By 1996, the US’ Boeing Company was the largest producer of large commercial aircrafts with Airbus second and MDC third in the market . The announced merger would combine the N.1 and N.3 producers in the industry. As it is described in the Federal Trade Commission’s (FTC) regulations on competition, the Bureau would investigate any mergers and acquisitions that are likely to reduce competition and lead to higher prices, lower quality goods or services, or less innovation . Although the market share of commercial airplanes of MDC was only 10 percent and represented only 3 percent of new orders in 1996 , the effect of the merger would be significant both in the US and EU markets. In the investigations of the EC’s Competition Committee, it is stated that European airlines will account for about 30 percent of cumulated forecast world demand over the next ten years. The average market shares of Boeing and MDC in the European Economic Area (EEA) over the last 10 years have been 54 percent and 12 percent respectively. As far as the existing aircrafts in service in the EEA is concerned, Boeing has a share of about 58 percent, MDC about 20 percent, and Airbus about 21 percent .

Disparate Decisions of the Antitrust Authorities

After investigating the merger, the antitrust authorities reached different conclusions. The investigations were concerned with whether McDonnell Douglas is still a viable competitor in the commercial aircrafts industry and whether it could make a considerable amount of sale to commercial airlines. The FTC’s conclusion was that Douglas (the commercial aircraft division of MDC) on its own had no prospects of making and selling commercial aircrafts successfully . U.S. merger law is consumer oriented and it is concerned about whether the merger will make consumers worse off by raising the price of airplanes to the airlines (FTC rules). Therefore, if McDonnell Douglas was not a competitive force in the industry, there was no antitrust problem.
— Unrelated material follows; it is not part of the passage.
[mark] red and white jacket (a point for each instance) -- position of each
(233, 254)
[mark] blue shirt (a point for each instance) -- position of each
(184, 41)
However, the European Commissions disagreed with this conclusion. The EC decided to declare the merger illegal with a condition for certain commitments to make on Boeing’s side. The Commission argued that “the proposed concentration would lead to the strengthening of a dominant position through which effective competition would be significantly impeded in the common market.... Although DAC, which operates the commercial business of MDC, is no longer a real force in the market, the concentration would nonetheless lead to a strengthening of Boeing's dominant position in large commercial aircraft ” The EC law is concerned not only with consumers, but also with unfair competitive advantages of large dominant firms. One of the conditions set for Boeing required Boeing to cancel its contract with 3 major US airlines to be a sole-supplier for the next 20 years .

Analysis

In the era of globalization, the antitrust authorities’ preventing the formation of few large dominant firms in an industry through mergers and acquisitions is a practice that represents a liberal trade policy perspective. From the liberal point of view, the FTC and the EC should recognize the Boeing-McDonnell Douglas merger as an international issue, not a national issue, so that it should restrain autonomy of state, in this case the U.S., preventing from intervention to protect domestic interests. However, in the case of Boeing-Mc Donnell Douglas, both antitrust authorities, specifically the European Commission, acted in a protectionist manner keeping domestic interests.